We can also see that the number of hydrogen bond donors have a weak positive correlation with solubility, while the number of H-bond acceptors have a very weak negative correlation. This is interesting because it shows us that increasing the H-bond potential might not be the best strategy to increase solubility.

In general, increasing H-bond donors and acceptors also increases solubility because it alters the capacity to make H-bonds with water molecules. However, if the molecule can both donate and accept H-bonds, a decrease in solubility might happen due to intermolecular interactions between molecules of the same kind, leading to reduced ability to be solvated by water molecules. The intuition is that a molecule needs to make better interactions with water than with others of its kind, otherwise it will be poorly solvated.

To summarize this initial analysis, the heatmap give us an idea of what types of features to include in a model. If we were to cherry pick, features like MolLogP, MolMR and LabuteASA would probably be selected. In addition, we must avoid highly correlated features (i.e. that encode the same kind of information) because that would only make our model more complex without any benefit in performance.

But no need to rush! We'll systematically check each feature for better correlations with the target variable and with each other. Remember that our goal is to develop a model with high predictive power, and to do that we need to select the right set of features.

Training a baseline model

Before we dive into feature selection, let's try a baseline model and see how it performs when training using all features. For this task, we will use the Random Forest algorithm. First, split the data into training and testing sets.

from sklearn.model_selection import train_test_split

trainset, testset = train_test_split(data, test_size = 0.30, random_state=42)

Since our features are in different scales, let's normalize them to have zero mean and unit std. This is an important step so that one feature with large std doesn't dominate the others during training, which could lead to overfitting.

Random forest is robust to the scale of features so this step isn't necessary in this case. We will normalize anyway because it's best practice, especially in models that depends on coefficients and intercepts (e.g. linear regression).
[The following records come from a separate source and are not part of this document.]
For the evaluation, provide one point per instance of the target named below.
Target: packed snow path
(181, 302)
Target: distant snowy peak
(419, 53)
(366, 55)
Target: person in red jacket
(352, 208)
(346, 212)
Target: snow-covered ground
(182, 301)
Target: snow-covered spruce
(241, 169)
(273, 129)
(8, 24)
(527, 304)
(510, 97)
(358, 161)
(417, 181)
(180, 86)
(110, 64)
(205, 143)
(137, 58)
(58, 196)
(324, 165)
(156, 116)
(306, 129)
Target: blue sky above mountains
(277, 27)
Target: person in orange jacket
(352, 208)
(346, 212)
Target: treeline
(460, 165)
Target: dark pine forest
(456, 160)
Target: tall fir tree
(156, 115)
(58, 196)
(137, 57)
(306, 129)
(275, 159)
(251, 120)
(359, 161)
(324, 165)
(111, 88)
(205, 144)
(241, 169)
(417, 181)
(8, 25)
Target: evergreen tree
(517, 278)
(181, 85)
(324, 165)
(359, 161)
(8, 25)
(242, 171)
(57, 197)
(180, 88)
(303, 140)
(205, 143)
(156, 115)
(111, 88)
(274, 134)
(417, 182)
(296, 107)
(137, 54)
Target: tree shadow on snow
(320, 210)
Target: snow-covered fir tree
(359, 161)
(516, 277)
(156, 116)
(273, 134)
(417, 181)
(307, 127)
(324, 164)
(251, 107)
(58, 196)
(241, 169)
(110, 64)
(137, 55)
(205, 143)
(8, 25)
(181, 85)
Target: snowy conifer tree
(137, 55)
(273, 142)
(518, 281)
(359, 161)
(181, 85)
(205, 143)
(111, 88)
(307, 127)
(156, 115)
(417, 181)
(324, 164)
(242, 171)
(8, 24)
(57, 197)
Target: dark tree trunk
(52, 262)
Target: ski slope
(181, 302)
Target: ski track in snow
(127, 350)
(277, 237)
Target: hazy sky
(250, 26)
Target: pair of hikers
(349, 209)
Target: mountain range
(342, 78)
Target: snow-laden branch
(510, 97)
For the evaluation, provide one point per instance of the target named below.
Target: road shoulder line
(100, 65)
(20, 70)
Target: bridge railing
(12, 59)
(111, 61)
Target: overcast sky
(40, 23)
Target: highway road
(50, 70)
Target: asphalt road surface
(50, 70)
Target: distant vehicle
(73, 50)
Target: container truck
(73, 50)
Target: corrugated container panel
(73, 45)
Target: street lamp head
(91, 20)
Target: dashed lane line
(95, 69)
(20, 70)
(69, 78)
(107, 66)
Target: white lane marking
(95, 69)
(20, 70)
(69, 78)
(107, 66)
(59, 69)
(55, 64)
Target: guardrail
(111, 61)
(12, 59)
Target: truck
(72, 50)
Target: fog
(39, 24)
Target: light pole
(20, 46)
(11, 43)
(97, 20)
xtrain, xtest = trainset[descriptors].values, testset[descriptors].values
ytrain, ytest = trainset['Solubility'].values, testset['Solubility'].values

We will do the preprocessing in a more compact way by using sklearn pipeline, which will contain the preprocessing steps and a fit call to the training algorithm.
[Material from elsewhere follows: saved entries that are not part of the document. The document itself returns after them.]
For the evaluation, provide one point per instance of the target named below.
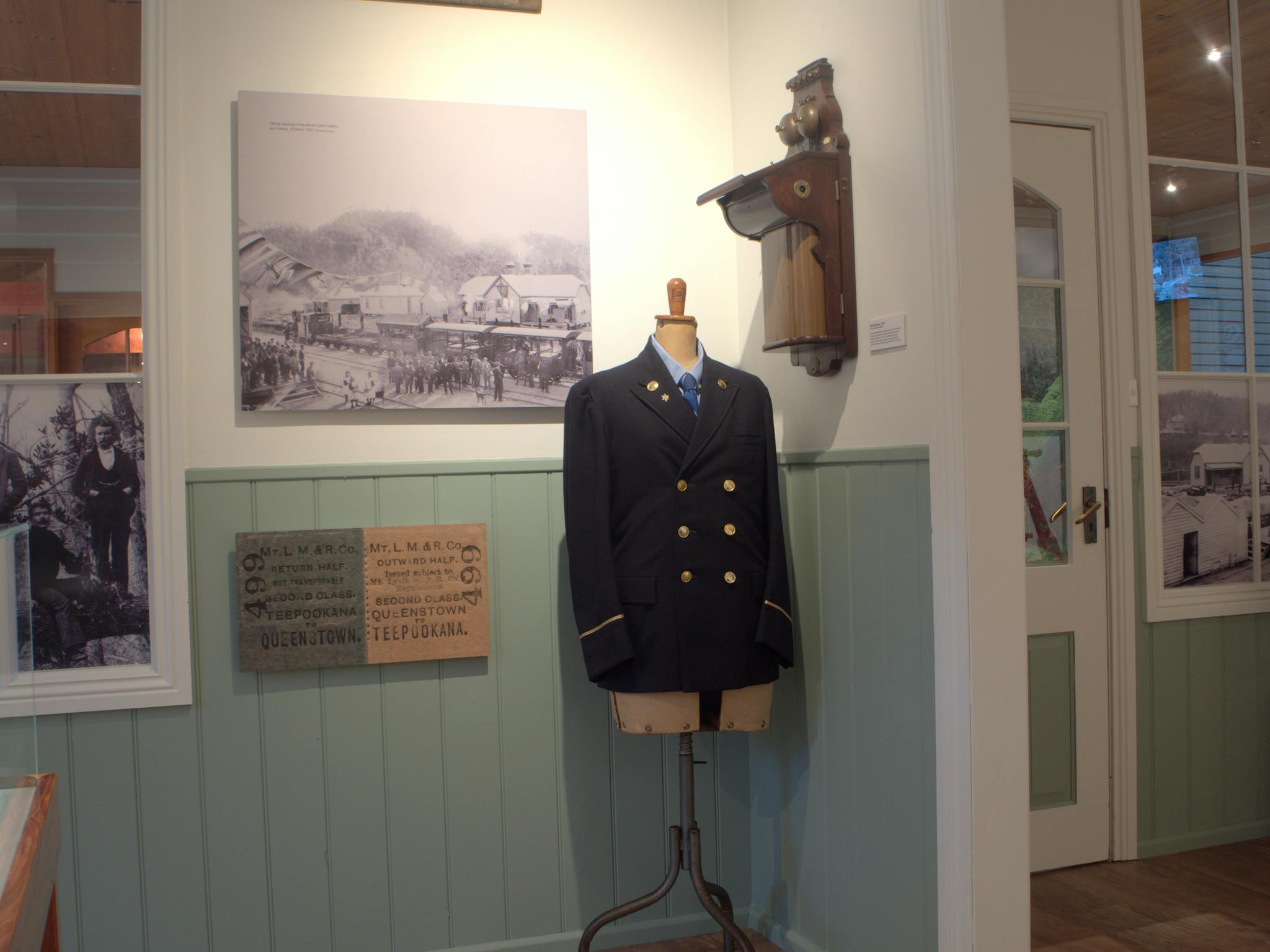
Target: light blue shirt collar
(673, 367)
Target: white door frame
(1116, 304)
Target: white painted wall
(881, 399)
(91, 218)
(653, 79)
(987, 305)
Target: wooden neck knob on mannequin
(677, 294)
(676, 332)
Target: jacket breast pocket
(637, 589)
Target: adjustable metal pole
(686, 852)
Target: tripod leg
(637, 904)
(703, 890)
(724, 902)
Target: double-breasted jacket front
(673, 527)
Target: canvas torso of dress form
(676, 547)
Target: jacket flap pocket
(637, 589)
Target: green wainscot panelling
(1203, 724)
(1052, 719)
(488, 803)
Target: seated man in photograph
(13, 484)
(109, 483)
(47, 557)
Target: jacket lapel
(675, 410)
(716, 404)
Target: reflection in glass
(1191, 93)
(1197, 270)
(1259, 225)
(23, 315)
(1207, 467)
(1044, 491)
(78, 131)
(1255, 63)
(1041, 353)
(1036, 235)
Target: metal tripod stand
(687, 856)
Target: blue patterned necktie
(689, 385)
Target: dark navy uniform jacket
(673, 527)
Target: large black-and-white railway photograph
(431, 277)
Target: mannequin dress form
(678, 711)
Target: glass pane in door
(1041, 353)
(1044, 493)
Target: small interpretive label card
(887, 333)
(326, 598)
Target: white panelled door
(1065, 546)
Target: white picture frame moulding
(167, 681)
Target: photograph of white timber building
(1206, 540)
(1226, 466)
(522, 296)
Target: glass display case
(18, 748)
(29, 799)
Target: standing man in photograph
(109, 484)
(13, 484)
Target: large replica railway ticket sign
(327, 598)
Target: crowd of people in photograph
(267, 363)
(442, 374)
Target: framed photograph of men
(406, 254)
(73, 466)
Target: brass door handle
(1093, 508)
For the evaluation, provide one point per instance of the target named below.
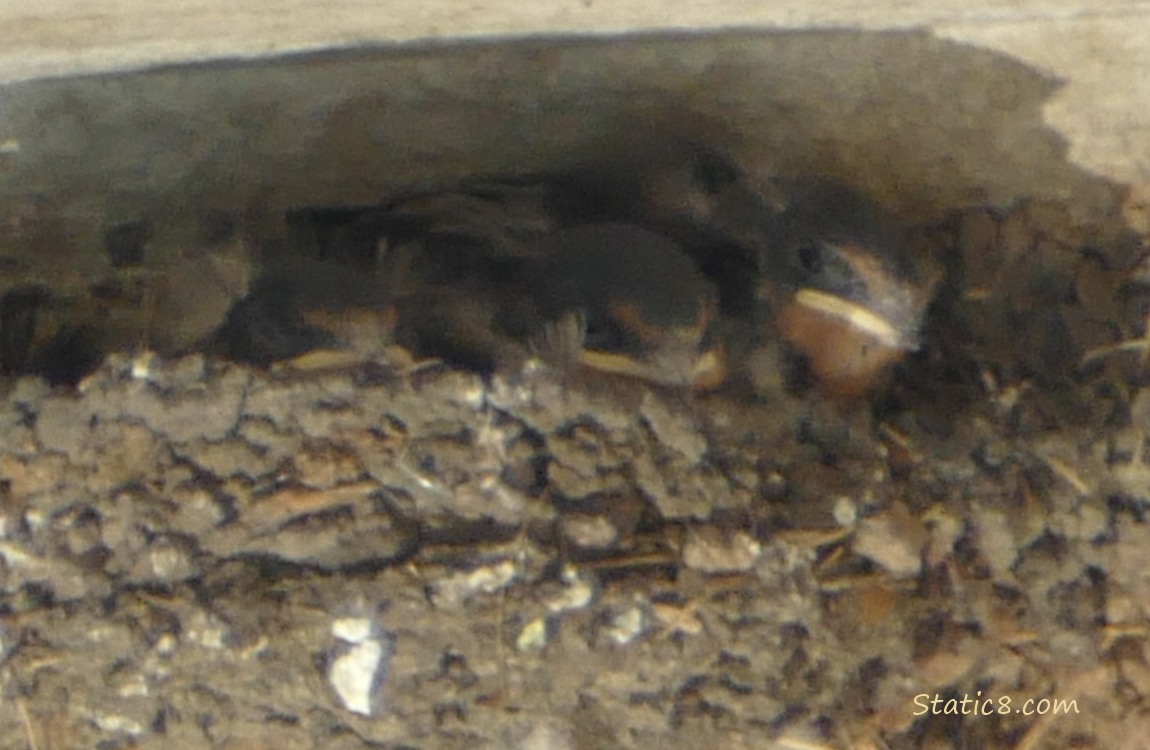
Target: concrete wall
(922, 104)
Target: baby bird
(621, 299)
(843, 287)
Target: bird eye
(810, 258)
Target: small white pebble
(353, 675)
(845, 511)
(626, 626)
(353, 629)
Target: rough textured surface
(407, 556)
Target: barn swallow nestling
(720, 214)
(304, 306)
(620, 299)
(845, 288)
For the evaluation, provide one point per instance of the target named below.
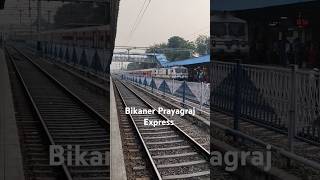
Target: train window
(219, 29)
(236, 29)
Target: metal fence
(283, 98)
(196, 92)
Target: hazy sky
(248, 4)
(163, 19)
(11, 13)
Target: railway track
(171, 153)
(58, 117)
(262, 133)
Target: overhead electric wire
(139, 19)
(142, 7)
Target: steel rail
(154, 167)
(279, 150)
(89, 109)
(202, 150)
(37, 112)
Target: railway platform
(118, 170)
(11, 166)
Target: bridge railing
(195, 92)
(281, 98)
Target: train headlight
(213, 43)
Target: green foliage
(202, 45)
(178, 48)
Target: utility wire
(138, 21)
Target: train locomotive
(229, 36)
(176, 72)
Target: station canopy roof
(232, 5)
(197, 60)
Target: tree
(202, 45)
(175, 49)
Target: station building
(290, 22)
(198, 68)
from sklearn.pipeline import Pipeline

pipe = Pipeline(steps=[
    ('scaler',RobustScaler()), 
    ('estimator', RandomForestRegressor(n_estimators=2000, n_jobs=-1))
                      ]
               )

We will validate our model using 5-fold cross-validation.
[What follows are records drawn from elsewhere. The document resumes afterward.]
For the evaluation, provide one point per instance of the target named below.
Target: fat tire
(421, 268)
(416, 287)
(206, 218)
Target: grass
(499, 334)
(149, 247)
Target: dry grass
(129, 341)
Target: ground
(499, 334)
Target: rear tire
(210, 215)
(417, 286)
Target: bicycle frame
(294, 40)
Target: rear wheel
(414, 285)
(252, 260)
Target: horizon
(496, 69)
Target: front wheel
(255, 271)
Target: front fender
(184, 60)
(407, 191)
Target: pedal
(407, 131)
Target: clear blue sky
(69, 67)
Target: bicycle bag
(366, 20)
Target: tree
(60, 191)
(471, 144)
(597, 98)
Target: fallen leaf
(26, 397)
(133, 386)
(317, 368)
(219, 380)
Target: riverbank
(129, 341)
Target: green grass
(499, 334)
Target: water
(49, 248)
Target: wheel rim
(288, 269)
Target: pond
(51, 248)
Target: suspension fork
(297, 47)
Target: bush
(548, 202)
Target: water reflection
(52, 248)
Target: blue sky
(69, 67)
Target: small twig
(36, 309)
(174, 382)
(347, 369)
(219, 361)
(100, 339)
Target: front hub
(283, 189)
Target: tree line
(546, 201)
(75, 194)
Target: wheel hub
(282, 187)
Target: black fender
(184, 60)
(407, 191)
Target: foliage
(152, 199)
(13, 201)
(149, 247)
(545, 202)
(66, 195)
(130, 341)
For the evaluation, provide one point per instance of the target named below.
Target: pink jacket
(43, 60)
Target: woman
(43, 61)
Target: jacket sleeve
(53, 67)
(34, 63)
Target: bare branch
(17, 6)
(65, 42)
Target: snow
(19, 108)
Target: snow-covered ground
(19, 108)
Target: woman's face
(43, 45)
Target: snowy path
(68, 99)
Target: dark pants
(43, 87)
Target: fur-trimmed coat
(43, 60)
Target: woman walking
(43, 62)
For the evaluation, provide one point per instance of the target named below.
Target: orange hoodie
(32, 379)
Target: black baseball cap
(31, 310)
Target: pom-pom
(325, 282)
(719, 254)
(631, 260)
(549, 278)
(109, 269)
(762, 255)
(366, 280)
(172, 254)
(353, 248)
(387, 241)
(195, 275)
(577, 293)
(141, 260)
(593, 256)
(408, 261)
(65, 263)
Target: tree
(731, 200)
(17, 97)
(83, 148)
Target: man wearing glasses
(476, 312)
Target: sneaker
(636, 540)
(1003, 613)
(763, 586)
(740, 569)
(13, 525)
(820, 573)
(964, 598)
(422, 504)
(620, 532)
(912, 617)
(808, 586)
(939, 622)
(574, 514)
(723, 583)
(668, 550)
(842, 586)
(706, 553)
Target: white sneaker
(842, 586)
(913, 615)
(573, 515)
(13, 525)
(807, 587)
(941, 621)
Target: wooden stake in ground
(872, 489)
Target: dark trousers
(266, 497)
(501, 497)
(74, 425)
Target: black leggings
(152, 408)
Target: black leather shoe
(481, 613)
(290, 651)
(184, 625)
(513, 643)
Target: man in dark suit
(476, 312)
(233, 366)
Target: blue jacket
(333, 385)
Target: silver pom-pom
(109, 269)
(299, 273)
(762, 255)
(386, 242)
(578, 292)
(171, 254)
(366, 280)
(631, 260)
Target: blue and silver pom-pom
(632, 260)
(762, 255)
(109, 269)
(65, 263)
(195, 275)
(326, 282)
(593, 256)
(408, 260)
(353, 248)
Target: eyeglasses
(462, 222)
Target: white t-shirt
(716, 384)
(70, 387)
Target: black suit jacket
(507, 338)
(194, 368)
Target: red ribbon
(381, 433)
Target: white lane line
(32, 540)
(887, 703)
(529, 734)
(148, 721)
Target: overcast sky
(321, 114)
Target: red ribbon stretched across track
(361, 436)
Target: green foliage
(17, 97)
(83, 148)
from sklearn.model_selection import cross_val_score

metric = make_scorer(mean_squared_error, squared=False) # RMSE
cross_score = cross_val_score(estimator=pipe, X=xtrain,scoring=metric, y=ytrain, cv=5, n_jobs=-1)

print(f'Mean 5-fold RMSE = {cross_score.mean():.4f}')

Mean 5-fold RMSE = 0.9983

Now the test set:

pipe.fit(xtrain,ytrain)

Pipeline(steps=[('scaler', RobustScaler()),
                ('estimator',
                 RandomForestRegressor(n_estimators=2000, n_jobs=-1))])

def get_preds(estimator, x):
    preds = estimator.predict(x)
    return preds

preds = pipe.predict(xtest)

print(f'RMSE test set = {mean_squared_error(preds, ytest, squared=False):.3f}')

RMSE test set = 0.963

Not bad! This is our baseline. Let's see if we can beat it or simplify our data a little bit without compromising performance.

The perils of non-informative features

What happens if we only have non-informative features in the dataset? What performance could we expect? Intuitively, one would say RMSE >> 0. Let's test that by randomizing the rows of the target variable vector, which will make every feature non-informative.

yrandom = np.random.choice(ytrain,ytrain.shape[0])

yrandom.shape,ytrain.shape

((5967,), (5967,))

yrandom, ytrain

(array([-1.7       ,  1.00830886, -4.45042772, ..., -2.56313048,
        -1.063     , -2.7813    ]),
 array([-5.05611784, -1.02322129, -8.7546501 , ..., -0.7956    ,
        -1.11610783, -4.561     ]))

pipe.fit(xtrain,yrandom)
preds_random = pipe.predict(xtest)

print(f'RMSE (randomized target) test set = {mean_squared_error(preds_random, ytest, squared=False)}')

RMSE (randomized target) test set = 2.3878056084158237

As you can see, the RMSE on the test set does increase. In a data set with dozens or even hundreds of features, which is relatively common in QSAR applications, we would expect much higher errors. That's why it's so important to analyze your features carefully in order to remove anything that could hamper performance, including missing or constant values and highly correlated features.

Feature selection

In our solubility dataset we have 17 features but we could have more. There are hundreds of molecular descriptors available in literature. So, how does one select the best set of features to include in a model? Let's investigate some feature selection methods!

1) Filter methods

Filter methods are the easiest to implement because they are model-agnostic, which means we don't need any fancy learning algorithm. This class of methods consists of statistical approaches that use the distribution of the dataset to remove features that don't have much information or correlation with the target variable. Since we don't need a model, filter methods are very fast and can give an initial guess of what types of features to keep.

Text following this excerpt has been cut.